Telemetry data shared by Sophos has been revealed to have skyrocketed in 2024 with a 50% increase in remote encryption compared to the previous year, with a 141% increase since 2022.

“Remote encryption has now become a standard part of the ransomware group trick bag,” said Chester Wysniewsky, director of Sophos and global field CISO. “Every organization has a blind spot, and ransomware criminals quickly take advantage of weaknesses once discovered.”

“Criminals are increasingly seeking these dark horns and using them as camouflage. Companies need to be pushy to ensure visibility across the property and actively monitor suspicious file activity.”

Did you find this article interesting? Follow us on Twitter and LinkedIn to read exclusive content you post.

Source link

Follow on Google News Follow on Flipboard
Share. Facebook Twitter Pinterest LinkedIn Tumblr Email Copy Link
Previous Article23AndMe Files for Bankruptcy, Founder and CEO Anne Wojcicki resigns
Next Article Bank of America says under-radar baby boomer energy play is up 40%
user
  • Website

Related Posts

TwinH: A New Frontier in the Pursuit of Immortality?

July 4, 2025

Nighteagle apt exploits Microsoft Exchange flaws to target China’s military and technical sectors

July 4, 2025

AI Agent may be leaking data – Watch this webinar and learn how to stop it

July 4, 2025
Add A Comment
Leave A Reply Cancel Reply

Latest Posts

TwinH: A New Frontier in the Pursuit of Immortality?

How the Green Energy Transfer Will Increase Productivity in the UK

Nighteagle apt exploits Microsoft Exchange flaws to target China’s military and technical sectors

Intestinal bacteria can cleanse the body of toxic PFAS chemicals

Trending Posts

Subscribe to News

Subscribe to our newsletter and never miss our latest news

Please enable JavaScript in your browser to complete this form.
Loading

Welcome to Fyself News, your go-to platform for the latest in tech, startups, inventions, sustainability, and fintech! We are a passionate team of enthusiasts committed to bringing you timely, insightful, and accurate information on the most pressing developments across these industries. Whether you’re an entrepreneur, investor, or just someone curious about the future of technology and innovation, Fyself News has something for you.

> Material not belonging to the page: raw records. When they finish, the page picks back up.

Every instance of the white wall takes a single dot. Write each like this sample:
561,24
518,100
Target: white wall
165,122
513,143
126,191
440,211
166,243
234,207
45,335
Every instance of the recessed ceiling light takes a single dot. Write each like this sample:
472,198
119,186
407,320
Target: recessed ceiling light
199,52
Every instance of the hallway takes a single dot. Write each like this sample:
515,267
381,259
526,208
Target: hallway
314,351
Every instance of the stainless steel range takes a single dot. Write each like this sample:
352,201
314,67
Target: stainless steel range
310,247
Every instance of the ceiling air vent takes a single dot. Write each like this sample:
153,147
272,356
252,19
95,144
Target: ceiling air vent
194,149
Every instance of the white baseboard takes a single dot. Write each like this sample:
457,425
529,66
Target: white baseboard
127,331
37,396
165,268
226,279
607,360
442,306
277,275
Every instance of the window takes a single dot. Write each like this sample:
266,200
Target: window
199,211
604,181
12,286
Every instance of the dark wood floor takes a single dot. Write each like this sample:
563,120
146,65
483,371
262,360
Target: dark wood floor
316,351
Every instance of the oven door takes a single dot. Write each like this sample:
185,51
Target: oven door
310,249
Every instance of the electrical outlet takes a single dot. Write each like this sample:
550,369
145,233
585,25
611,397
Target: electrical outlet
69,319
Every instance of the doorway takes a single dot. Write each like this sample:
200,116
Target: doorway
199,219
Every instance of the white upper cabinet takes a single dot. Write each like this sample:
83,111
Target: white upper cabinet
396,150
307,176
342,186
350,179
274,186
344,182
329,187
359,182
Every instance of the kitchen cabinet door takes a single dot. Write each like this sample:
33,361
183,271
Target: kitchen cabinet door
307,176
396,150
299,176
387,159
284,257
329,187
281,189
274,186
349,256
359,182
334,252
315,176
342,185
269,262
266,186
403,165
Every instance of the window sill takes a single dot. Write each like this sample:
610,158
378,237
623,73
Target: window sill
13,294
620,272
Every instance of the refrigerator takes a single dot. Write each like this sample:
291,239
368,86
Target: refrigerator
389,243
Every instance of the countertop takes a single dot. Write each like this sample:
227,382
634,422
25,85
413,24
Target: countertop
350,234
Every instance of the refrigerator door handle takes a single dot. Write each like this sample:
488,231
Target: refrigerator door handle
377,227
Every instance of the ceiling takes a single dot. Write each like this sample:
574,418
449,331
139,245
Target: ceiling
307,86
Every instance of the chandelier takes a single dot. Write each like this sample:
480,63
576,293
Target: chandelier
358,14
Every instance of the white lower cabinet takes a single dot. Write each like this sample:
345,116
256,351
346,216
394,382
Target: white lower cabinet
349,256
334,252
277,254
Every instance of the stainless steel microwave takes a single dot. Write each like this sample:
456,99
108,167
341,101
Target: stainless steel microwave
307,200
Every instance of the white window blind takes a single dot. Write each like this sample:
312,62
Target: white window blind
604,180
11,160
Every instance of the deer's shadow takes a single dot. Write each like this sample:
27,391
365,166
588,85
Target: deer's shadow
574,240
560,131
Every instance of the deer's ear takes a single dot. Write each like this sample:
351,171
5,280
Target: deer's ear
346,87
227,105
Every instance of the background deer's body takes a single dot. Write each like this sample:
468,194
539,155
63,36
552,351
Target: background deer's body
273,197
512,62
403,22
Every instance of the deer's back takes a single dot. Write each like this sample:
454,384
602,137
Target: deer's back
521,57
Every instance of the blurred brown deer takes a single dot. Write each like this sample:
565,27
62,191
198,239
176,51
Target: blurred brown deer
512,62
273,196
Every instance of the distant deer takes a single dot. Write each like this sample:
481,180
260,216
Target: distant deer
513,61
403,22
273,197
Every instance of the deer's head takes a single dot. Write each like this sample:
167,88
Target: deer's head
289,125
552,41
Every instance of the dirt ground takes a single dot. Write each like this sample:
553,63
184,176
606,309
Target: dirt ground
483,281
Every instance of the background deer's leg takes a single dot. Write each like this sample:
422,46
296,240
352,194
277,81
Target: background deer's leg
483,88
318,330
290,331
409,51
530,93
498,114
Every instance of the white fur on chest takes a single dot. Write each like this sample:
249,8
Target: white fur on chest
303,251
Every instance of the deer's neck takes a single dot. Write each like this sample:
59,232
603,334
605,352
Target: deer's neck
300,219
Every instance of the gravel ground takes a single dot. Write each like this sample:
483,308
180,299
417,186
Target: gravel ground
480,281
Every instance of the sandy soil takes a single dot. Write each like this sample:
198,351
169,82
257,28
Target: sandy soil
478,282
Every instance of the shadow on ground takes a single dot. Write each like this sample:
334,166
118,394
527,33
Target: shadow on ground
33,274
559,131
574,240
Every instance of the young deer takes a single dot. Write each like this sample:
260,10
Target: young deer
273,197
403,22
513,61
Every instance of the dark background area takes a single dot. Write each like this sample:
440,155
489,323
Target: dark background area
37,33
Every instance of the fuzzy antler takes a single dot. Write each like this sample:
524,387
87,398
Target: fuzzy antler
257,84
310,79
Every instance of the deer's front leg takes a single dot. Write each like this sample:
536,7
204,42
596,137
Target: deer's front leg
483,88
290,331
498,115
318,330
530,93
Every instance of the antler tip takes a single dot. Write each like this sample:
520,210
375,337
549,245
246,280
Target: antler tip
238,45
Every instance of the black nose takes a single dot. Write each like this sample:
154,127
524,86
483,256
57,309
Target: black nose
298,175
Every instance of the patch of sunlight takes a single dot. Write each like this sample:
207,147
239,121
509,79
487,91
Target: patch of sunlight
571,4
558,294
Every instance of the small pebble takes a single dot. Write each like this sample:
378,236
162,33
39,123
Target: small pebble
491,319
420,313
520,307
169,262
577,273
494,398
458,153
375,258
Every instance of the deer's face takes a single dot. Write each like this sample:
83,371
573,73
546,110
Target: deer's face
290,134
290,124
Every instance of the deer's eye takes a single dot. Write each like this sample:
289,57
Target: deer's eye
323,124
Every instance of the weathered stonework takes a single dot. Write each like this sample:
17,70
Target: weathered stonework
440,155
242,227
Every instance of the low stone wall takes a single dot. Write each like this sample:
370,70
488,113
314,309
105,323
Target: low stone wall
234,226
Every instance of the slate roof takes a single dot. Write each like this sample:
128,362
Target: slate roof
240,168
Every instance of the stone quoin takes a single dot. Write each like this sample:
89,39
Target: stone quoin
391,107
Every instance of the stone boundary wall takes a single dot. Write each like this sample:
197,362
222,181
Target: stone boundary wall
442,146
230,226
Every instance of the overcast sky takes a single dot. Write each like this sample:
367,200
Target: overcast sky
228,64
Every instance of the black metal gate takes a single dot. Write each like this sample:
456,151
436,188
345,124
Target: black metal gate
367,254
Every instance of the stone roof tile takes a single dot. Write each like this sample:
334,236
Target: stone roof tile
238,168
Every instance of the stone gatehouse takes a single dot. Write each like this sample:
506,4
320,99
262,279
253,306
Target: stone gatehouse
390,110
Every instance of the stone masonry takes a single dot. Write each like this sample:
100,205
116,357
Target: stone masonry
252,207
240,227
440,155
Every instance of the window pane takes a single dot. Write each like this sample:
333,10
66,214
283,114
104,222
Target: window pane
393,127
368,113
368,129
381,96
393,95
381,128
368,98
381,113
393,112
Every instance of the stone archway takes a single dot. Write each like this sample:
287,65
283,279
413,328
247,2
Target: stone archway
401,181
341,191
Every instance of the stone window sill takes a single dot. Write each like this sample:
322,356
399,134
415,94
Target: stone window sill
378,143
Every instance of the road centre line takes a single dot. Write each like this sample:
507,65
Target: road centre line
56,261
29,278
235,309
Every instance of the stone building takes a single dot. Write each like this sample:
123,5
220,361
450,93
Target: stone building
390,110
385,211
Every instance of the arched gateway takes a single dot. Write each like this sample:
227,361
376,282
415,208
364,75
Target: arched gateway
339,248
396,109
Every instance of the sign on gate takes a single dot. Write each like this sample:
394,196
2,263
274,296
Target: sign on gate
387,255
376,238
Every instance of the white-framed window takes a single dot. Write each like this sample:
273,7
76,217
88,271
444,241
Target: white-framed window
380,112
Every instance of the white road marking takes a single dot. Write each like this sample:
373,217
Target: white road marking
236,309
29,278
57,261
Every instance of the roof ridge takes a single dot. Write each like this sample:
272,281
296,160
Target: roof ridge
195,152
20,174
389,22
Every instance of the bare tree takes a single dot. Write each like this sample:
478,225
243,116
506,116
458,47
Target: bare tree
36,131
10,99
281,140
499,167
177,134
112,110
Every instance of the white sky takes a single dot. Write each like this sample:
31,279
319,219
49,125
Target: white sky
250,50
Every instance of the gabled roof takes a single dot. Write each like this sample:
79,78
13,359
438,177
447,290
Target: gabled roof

TwinH: A New Frontier in the Pursuit of Immortality?

Meta’s Secret Weapon: The Superintelligence Unit That Could Change Everything 

Unlocking the Power of Prediction: The Rise of Digital Twins in the IoT World

TwinH: Digital Human Twin Aims for Victory at Break the Gap 2025

Facebook X (Twitter) Instagram Pinterest YouTube
  • Home
  • About Us
  • Advertise with Us
  • Contact Us
  • DMCA
  • Privacy Policy
  • Terms & Conditions
  • User-Submitted Posts
© 2025 news.fyself. Designed by by fyself.

Type above and press Enter to search. Press Esc to cancel.